Coordinator: Dr Alessandro Liuti
Since 9/11, attention has turned to the security of our public spaces. The 2017 Bourke St Mall attack in Melbourne has changed the physical and psychological spaces of the city, with designers, engineers and government now called upon to deliver a public domain safe from random attacks. The initial responses were quickly conceived, manifesting in the scattering of concrete blobs throughout the streets. Is there a way to rethink this problem? Are these countermeasures really necessary, or could security be embedded in our cities by more integrated design practices? This studio will explore how landscape architecture can ‘design’ for an increased security of urban spaces, aiming to test a range of performative (i.e. climatic, sensorial, functional), material (i.e. concrete, timber, synthetic materials) and formal possibilities (i.e. design of bespoke elements vs morular/repeatable elements).
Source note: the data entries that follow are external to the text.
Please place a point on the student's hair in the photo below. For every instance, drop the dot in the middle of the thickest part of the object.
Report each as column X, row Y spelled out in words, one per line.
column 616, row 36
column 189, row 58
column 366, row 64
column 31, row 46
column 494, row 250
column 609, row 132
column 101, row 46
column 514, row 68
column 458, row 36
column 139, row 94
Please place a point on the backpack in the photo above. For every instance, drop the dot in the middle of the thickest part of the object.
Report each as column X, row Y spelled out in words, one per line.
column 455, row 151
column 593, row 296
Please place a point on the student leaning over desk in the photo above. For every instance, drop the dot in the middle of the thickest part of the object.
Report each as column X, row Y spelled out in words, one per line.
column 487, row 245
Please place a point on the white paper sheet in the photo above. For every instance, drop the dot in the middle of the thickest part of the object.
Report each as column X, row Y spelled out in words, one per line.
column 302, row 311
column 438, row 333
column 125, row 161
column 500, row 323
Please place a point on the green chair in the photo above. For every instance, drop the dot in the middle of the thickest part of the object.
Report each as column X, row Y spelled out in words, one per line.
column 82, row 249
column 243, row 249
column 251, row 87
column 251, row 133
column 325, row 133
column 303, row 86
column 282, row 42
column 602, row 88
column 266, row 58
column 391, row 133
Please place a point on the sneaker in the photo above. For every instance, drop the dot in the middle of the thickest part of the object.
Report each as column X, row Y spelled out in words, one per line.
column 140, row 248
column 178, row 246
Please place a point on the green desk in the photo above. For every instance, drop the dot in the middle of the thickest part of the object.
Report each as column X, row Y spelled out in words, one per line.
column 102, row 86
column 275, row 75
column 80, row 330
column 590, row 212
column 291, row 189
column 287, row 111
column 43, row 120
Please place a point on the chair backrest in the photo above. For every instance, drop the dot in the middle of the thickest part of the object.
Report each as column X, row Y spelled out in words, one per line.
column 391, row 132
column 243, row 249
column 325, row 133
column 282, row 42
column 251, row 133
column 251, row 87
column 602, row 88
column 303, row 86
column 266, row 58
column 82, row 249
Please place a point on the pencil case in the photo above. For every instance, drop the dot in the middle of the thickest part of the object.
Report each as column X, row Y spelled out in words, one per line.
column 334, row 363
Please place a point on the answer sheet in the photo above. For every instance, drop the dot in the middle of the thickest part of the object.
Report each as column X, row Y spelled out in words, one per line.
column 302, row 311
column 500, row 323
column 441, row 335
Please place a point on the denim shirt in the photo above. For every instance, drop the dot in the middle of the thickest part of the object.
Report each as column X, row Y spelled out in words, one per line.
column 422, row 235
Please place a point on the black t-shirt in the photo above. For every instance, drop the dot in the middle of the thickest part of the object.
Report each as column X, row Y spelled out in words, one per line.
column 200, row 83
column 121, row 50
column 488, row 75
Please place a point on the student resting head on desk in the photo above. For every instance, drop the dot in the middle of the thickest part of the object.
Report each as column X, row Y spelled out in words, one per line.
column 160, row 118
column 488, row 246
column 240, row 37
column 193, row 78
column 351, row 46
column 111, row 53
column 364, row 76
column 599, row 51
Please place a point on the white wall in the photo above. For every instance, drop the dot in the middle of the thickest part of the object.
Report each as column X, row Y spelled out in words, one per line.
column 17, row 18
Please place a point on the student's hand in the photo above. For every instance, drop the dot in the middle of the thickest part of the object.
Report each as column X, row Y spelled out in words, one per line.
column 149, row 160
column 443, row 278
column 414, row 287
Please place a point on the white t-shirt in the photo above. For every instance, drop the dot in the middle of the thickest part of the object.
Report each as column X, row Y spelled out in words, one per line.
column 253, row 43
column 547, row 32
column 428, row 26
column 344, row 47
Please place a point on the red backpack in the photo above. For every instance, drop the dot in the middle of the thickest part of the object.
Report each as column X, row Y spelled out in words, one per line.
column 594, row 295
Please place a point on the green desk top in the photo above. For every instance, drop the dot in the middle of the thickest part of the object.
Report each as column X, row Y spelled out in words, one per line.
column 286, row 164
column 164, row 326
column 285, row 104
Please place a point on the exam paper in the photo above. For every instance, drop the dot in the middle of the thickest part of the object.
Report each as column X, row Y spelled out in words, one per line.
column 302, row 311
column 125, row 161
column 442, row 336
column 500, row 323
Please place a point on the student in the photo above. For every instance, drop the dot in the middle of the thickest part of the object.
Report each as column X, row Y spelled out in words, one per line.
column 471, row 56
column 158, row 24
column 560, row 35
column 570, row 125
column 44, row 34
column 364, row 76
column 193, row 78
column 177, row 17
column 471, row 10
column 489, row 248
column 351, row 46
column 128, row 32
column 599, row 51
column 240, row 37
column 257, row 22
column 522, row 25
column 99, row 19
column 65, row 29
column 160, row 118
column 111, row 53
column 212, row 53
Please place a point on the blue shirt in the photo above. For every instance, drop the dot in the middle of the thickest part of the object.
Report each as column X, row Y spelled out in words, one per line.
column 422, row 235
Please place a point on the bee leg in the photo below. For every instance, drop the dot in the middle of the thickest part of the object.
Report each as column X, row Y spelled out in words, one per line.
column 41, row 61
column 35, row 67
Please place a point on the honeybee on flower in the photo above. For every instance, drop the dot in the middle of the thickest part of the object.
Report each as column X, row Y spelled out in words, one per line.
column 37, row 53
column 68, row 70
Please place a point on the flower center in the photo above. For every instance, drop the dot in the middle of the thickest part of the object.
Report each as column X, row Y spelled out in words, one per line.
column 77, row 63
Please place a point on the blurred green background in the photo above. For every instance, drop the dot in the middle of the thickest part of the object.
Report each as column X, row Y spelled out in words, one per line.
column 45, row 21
This topic raises many questions to explore. For example “Can security factors inform design during early design stages?” “What is the difference between a place that is simply crowded and a place for events?” “How do designers account for different levels of risk (i.e. the likelihood of a terrorist attack vs an accident)?” Working in partnership with Arup ‐ an international leader in engineering and design ‐ this elective will explore a range of different spatial security scenarios within the city of Melbourne. Students will develop a security-conscious design response, with a focus on materiality and construction – as well as a multi‐objective design performance, which addresses security, micro‐climate, sensory experience, and functionality. Can we design safety without just fortifying places?